Pence woos 2016 anti-Trumpers to bankroll billion-dollar reelection
When Vice President Mike Pence appeared before some of the GOP’s most powerful donors at the iconic Pebble Beach golf course on Monday evening, he did something that would’ve been unthinkable a few years ago.
Over a surf and turf dinner, the vice president showered praise on Paul Singer, a prominent New York City hedge fund manager who spent millions of dollars in 2016 bankrolling TV ads painting Trump as “too reckless and dangerous to be president.”
But as the group of assembled Republicans — some of whom have been similarly skeptical about the president in the past — looked on, Pence praised the 74-year-old billionaire as a leading free-market thinker and thanked him for his years of financial support to the party and conservative causes.
The private dinner provides a window into a behind-the-scenes, Pence-led mission: to ensure that Republican givers who never came around to Trump in 2016 are on board for 2020. With Democrats already raking in colossal amounts of cash, Republicans estimate they’ll need to raise around $1 billion — a figure that will require the party’s donor class to be all-in. Party officials also want to deprive any would-be Trump primary challengers of the financial oxygen they’d need to mount a campaign.

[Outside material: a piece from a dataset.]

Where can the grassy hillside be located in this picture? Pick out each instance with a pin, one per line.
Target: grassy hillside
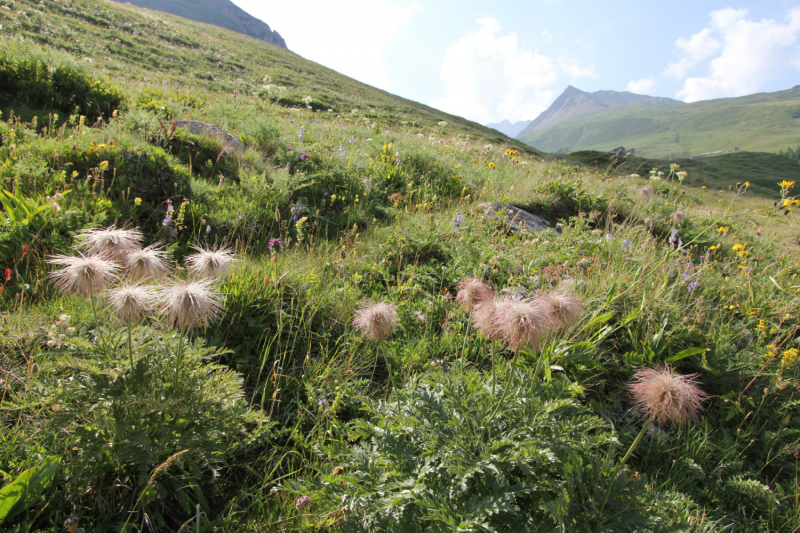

As it turned out, Pence had his eye on others at Pebble Beach. That evening, the vice president met privately with Warren Stephens, a 62-year-old Arkansas investment banker who, like Singer, was among the biggest contributors to the failed effort to thwart Trump. In 2016, Stephens gave a combined $5.9 million to a pair of super PACs that spent heavily to prevent Trump from winning the Republican nomination.